A House of Representatives panel will summon Mizuho Holdings Inc. President Terunobu Maeda and the heads of Japan’s three other major banking groups to give unsworn testimony Wednesday on the results of recent government inspections.

The Lower House Committee on Financial Affairs is expected to question the four bank chiefs over their planned response to the results of the inspections, which were conducted by the Financial Services Agency to assess what number of loans to 149 companies has turned sour.

As a result of the FSA inspections, released last Friday, the nation’s 13 major banks will book a combined 7.8 trillion yen in loan-loss charges for fiscal 2001, up from the 6.4 trillion yen they had projected earlier.

That will push all four into the red for the year through March 31, the agency said.

The four chieftains are also likely to face tough questions from panel members about risk management with regard to their computer systems, in the wake of widespread computer glitches that hit Mizuho Financial Group this month.

In addition to Maeda, the panel will also summon Shigemitsu Miki, president of Mitsubishi Tokyo Financial Group Inc.; Yoshifumi Nishikawa, president of Sumitomo Mitsui Banking Corp.; and Masashi Teranishi, president of UFJ Bank, a core component of UFJ Holdings Inc.

Mizuho’s computer troubles began just before the April 1 launch of Mizuho Bank and Mizuho Corporate Bank, which were created through the merger of Dai-Ichi Kangyo Bank, Fuji Bank and the Industrial Bank of Japan under Mizuho Holdings.

Thousands of the banks’ customers were double-billed for utility charges, and 7,000 automated teller machines crashed.

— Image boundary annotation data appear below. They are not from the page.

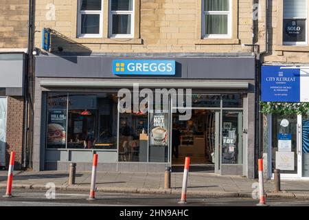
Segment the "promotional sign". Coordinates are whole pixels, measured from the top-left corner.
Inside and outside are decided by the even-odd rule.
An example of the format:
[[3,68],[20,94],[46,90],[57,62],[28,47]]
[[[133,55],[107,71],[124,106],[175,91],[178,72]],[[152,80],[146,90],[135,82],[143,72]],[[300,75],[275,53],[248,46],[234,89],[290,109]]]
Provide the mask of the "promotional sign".
[[292,134],[290,133],[278,134],[278,151],[279,152],[292,151]]
[[309,73],[282,66],[262,67],[262,101],[309,102]]
[[150,145],[168,146],[168,113],[150,113]]
[[306,19],[284,19],[283,41],[306,42]]
[[50,47],[50,30],[43,28],[42,30],[42,49],[48,51]]
[[302,122],[302,153],[304,164],[304,176],[309,177],[309,120]]
[[276,169],[294,170],[294,152],[276,151]]
[[113,74],[115,75],[175,75],[174,60],[115,60]]
[[65,144],[66,110],[50,110],[48,114],[47,144]]

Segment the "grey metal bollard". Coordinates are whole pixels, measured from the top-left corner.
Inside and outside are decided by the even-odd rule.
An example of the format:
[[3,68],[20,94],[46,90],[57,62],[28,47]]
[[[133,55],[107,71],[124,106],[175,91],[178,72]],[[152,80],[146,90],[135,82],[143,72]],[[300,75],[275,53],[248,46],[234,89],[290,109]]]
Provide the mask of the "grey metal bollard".
[[70,163],[70,173],[69,175],[69,185],[75,184],[76,173],[76,163]]
[[164,173],[164,188],[165,189],[170,188],[171,170],[172,168],[170,166],[165,166],[165,172]]
[[275,192],[280,192],[281,191],[280,170],[275,169],[273,170],[273,174],[274,174]]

Many utility companies are still experiencing delays in receiving customer payments due to the computer malfunctions.

Financial Services Minister Hakuo Yanagisawa said Thursday he expects that the Mizuho group will submit a final report on the incident on May 1.

“It is important that (the Mizuho group) ensures that it will be able to overcome (its troubles),” Yanagisawa told the House of Councilors Committee on Financial Affairs. “The group said it will be difficult to say it has settled the problem until it sees the situation after a fifth, 10th, or first day of a month,” when companies make millions of settlement transfers.

The FSA is expected to study measures to help the group improve its operations after studying the report.

Earlier in the day, the Mizuho group said it has nearly finished processing the backlog of transactions but that it still expects partial delays in notifying companies of cash withdrawals and cash deposits for clients.

It said it hopes to be functioning glitch-free by May 1, the officials said.

Critics say bitter competition for leadership among Fuji, DKB and IBJ led to poor coordination in the integration of their computer systems ahead of the April 1 merger.